Türkiye Bankalar Birliği’nin genel kurul toplantısında konuşan Hazine ve Maliye Bakanı Mehmet Şimşek’in bankalara ticari kredilerle ilgili çağrısı dikkat çekiciydi: “Reel sektörü desteklemek esas vazifemizdir. Reel sektör tabii ki yatırım, istihdam, üretim ve ihracat çerçevesinde önceliklendirilecektir. Burada sürdürülebilir yüksek büyümenin devamı için reel sektörümüzün finansmana kesintisiz erişimi tabii ki olmazsa olmazdır.”
Şimşek’in bu sözlerini reel sektörün son dönemde finansmana erişime ilişkin giderek artan şikayetlerine bir cevap ve bankacılık sektörüne bir yön gösterme olarak okumak mümkün.
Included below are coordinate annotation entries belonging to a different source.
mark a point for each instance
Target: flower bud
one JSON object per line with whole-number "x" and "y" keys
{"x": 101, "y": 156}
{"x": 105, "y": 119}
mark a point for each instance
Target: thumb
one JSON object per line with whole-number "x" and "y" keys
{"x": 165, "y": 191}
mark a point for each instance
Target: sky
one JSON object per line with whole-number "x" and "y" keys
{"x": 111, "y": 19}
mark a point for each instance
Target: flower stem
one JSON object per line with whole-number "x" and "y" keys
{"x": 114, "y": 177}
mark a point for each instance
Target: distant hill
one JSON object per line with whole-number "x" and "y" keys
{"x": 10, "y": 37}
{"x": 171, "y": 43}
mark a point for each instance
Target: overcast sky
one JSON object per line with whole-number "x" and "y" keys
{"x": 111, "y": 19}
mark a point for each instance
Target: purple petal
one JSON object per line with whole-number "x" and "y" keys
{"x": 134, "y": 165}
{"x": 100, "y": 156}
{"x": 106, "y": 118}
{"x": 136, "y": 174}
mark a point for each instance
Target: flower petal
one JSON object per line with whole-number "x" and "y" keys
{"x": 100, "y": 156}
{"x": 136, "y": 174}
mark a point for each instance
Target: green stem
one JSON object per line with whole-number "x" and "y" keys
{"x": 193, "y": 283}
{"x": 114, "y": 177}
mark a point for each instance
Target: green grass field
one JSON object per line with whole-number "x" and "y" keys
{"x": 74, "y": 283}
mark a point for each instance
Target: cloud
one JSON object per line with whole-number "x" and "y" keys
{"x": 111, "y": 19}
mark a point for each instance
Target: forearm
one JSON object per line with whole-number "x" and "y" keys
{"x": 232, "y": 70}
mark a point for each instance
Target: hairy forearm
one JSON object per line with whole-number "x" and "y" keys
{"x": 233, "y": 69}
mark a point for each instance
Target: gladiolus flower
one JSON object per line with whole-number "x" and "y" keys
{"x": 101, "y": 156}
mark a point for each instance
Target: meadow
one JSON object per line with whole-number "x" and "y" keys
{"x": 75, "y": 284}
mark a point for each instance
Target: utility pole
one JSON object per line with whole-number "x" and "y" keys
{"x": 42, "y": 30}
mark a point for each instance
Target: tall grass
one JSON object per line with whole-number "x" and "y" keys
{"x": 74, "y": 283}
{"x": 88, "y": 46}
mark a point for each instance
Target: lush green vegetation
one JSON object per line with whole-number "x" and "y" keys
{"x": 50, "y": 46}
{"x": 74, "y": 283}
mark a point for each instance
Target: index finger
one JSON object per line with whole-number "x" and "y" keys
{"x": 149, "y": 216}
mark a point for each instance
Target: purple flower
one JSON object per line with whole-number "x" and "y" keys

Nitekim Şimşek konuşmasında geçtiğimiz günlerde Türkiye Odalar ve Borsalar Birliği tarafından düzenlenen toplantıda gündeme gelen talep ve şikayetlere değinerek yatırım ve ihracatın desteklenmesinin ekonomi politikalarının temel hedeflerinden biri olduğunu belirtti.
Ucuz ve bol kredinin geçmişi 2017 yılındaki Kredi Garanti Fonu (KGF) kredilerine kadar uzanıyor. Türkiye ekonomisinin başkanlık referandumunun yapıldığı 2017 yılında yüzde 7.4 büyümesinin arkasında KGF eliyle sağlanan ucuz ve bol krediler vardı.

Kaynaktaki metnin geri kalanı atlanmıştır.